Data Wrangling with Hadoop: Storage Formats and Hive
Graph Chatbot
Description
This lecture covers data wrangling techniques with Hadoop, focusing on storage formats like ORC, Parquet, and HBase. It also delves into Hive, explaining its role as a big data warehouse for relational queries on large datasets.
This page is automatically generated and may contain information that is not correct, complete, up-to-date, or relevant to your search query. The same applies to every other page on this website. Please make sure to verify the information with EPFL's official sources.
Labore ad esse irure officia. Occaecat ea sint nisi qui nisi reprehenderit ad ut pariatur. Occaecat veniam ullamco minim sunt nostrud. Reprehenderit anim Lorem velit consectetur esse.
Anim sunt deserunt occaecat sunt deserunt id sunt esse duis duis est mollit dolore magna. Ad veniam exercitation consequat duis ex elit quis irure sunt qui proident laborum. Ullamco ad pariatur elit proident consectetur. Laborum et tempor quis nostrud eiusmod mollit ea sunt non eu.

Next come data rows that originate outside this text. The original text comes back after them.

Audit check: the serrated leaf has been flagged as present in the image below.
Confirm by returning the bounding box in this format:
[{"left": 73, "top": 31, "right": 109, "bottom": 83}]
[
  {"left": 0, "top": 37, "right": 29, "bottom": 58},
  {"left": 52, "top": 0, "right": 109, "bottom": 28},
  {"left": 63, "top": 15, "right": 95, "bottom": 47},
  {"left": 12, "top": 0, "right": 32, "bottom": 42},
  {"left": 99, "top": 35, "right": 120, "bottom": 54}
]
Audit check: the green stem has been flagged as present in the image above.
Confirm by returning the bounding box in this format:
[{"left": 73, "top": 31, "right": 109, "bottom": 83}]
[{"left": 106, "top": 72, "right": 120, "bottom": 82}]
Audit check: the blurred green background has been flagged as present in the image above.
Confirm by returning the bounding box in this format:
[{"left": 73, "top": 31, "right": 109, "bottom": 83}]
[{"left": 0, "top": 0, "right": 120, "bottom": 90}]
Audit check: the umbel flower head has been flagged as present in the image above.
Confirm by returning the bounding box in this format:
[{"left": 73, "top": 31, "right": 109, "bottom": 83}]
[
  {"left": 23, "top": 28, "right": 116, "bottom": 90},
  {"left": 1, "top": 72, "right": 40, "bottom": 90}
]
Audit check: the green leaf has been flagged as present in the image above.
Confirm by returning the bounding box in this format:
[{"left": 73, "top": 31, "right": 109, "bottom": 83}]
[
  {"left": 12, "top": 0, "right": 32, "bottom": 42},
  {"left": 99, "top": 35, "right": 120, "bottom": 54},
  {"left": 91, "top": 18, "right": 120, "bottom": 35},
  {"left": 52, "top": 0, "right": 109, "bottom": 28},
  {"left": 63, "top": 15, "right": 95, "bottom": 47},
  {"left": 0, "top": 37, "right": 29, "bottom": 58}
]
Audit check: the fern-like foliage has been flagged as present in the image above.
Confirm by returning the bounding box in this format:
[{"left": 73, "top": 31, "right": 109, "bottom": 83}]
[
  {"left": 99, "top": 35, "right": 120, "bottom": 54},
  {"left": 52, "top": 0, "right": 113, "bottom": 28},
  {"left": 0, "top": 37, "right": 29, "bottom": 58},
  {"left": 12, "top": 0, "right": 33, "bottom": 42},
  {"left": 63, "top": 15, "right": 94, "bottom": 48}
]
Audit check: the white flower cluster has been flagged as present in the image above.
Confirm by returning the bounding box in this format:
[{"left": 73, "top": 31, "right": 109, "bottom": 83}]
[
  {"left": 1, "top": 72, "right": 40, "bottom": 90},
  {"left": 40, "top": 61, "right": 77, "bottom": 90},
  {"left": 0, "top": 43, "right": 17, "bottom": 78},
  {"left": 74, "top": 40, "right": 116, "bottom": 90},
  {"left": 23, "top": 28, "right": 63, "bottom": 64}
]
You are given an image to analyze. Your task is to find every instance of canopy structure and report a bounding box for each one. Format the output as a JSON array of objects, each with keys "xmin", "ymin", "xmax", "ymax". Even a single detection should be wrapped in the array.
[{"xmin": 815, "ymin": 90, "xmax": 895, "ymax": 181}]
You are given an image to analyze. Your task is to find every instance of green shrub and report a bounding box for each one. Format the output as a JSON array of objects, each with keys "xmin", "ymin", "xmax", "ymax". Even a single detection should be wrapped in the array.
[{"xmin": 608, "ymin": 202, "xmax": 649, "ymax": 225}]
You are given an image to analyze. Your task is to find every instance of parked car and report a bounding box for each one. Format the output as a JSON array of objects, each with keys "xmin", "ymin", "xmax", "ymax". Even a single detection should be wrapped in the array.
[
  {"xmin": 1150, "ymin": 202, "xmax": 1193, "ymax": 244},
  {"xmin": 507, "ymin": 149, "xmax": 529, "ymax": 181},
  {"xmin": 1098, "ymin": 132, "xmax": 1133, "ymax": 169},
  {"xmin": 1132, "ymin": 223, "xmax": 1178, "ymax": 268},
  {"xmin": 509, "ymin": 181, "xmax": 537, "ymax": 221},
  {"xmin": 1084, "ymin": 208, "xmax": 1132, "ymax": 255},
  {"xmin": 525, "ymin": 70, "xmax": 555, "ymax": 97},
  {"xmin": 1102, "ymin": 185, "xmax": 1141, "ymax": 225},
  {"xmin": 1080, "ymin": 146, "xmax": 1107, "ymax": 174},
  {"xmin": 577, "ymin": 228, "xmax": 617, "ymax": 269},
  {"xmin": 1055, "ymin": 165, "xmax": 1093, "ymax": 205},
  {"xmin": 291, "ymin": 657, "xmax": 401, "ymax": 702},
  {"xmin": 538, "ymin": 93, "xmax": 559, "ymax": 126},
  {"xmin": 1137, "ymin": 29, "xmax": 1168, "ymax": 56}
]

Est ut non est nostrud nostrud excepteur.
Velit incididunt ea qui tempor amet esse reprehenderit ex sunt nostrud sunt proident in. Occaecat nostrud veniam veniam culpa adipisicing. Id nisi irure veniam dolor qui do. Consectetur eu duis est in labore deserunt sit ad amet quis deserunt anim nulla proident.
Anim eu quis irure consequat magna cupidatat in sint nisi labore quis proident. Eu sint voluptate aliqua est excepteur enim incididunt sint do excepteur deserunt. Fugiat velit in magna ea eiusmod magna est voluptate nulla. Dolore veniam do ex ea pariatur sint amet cillum quis ullamco do in.
Covers data science tools, Hadoop, Spark, data lake ecosystems, CAP theorem, batch vs. stream processing, HDFS, Hive, Parquet, ORC, and MapReduce architecture.